Personal Thought: Gandhiji's aim was to help the poor
By KG Shrivastav
Once Mahatma Gandhiji was on a tour of a village. There he saw a woman wearing a dirty saree. Bapu enquired from her: Why your saree is so dirty; why don't you wash it? Her reply: I cannot wash it because I have only one saree to wear.
Hearing this reply, tears came in the eyes of Gandhiji. Immediately the thought came to him that there may be many people who do not have sufficient clothes to wear. He decided to use one `dhoti'.
Here it will be worthwhile to mention that thinking of Gandhiji about simple living was not inspired only from his high philosophy of life but also after seeing extreme poverty in the country.
Though after Independence, poverty in the country has reduced, even then millions of people continue to live below the poverty line in the country.

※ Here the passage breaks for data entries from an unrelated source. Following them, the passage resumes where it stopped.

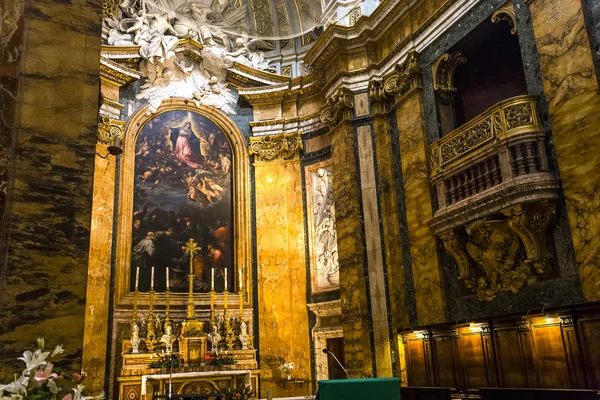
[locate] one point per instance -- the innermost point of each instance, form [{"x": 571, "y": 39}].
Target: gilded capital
[
  {"x": 339, "y": 107},
  {"x": 276, "y": 147},
  {"x": 109, "y": 129},
  {"x": 443, "y": 73}
]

Several of our leaders generally talk of being distressed due to the pitiable condition of millions of people in the country and appeal to the masses to follow the principles of Mahatma Gandhi but they themselves have amassed huge property and live luxurious lives.
Leaders of people should not lead a luxurious life, said Gandhiji. In an article he wrote: We should refuse to have what the millions cannot. This ability to refuse will not descend upon ourselves all of a sudden. The first thing is to cultivate the mental attitude that will not have possessions or facilities denied to millions and the next immediate thing is to rearrange our lives as fast as possible in accordance with that mentality.
The above thinking of Gandhiji about living was too high which is not possible for all to follow. But, it does not mean that millions of people who are struggling for their basic needs may be overlooked. However, this is happening. Every year crores of rupees are incurred on decoration of bungalows of President, Prime Minister, Governors, Chief Ministers, Ministers and IAS officers, and providing a host of facilities to them. We, while doing this forget that even today there are millions of people who do not have good houses to live.
Similarly, increasing expenditure on salaries, allowances and various facilities to the members of parliament and legislative assemblies is not justified. The MPs and MLAs should realize that the people who voted them to power are themselves bereft of many facilities.
Here it may not be out of place to mention that many facilities which Gandhiji desired could have been provided to him but he refrained from them. His great thought was: `We should not rest or be content with meals so long as there is even an able-bodied man or woman without work or food.'
True homage to the Mahatma on his anniversaries would be to follow the principles laid down by him and not simply restricting to flowers and a `Namaste'.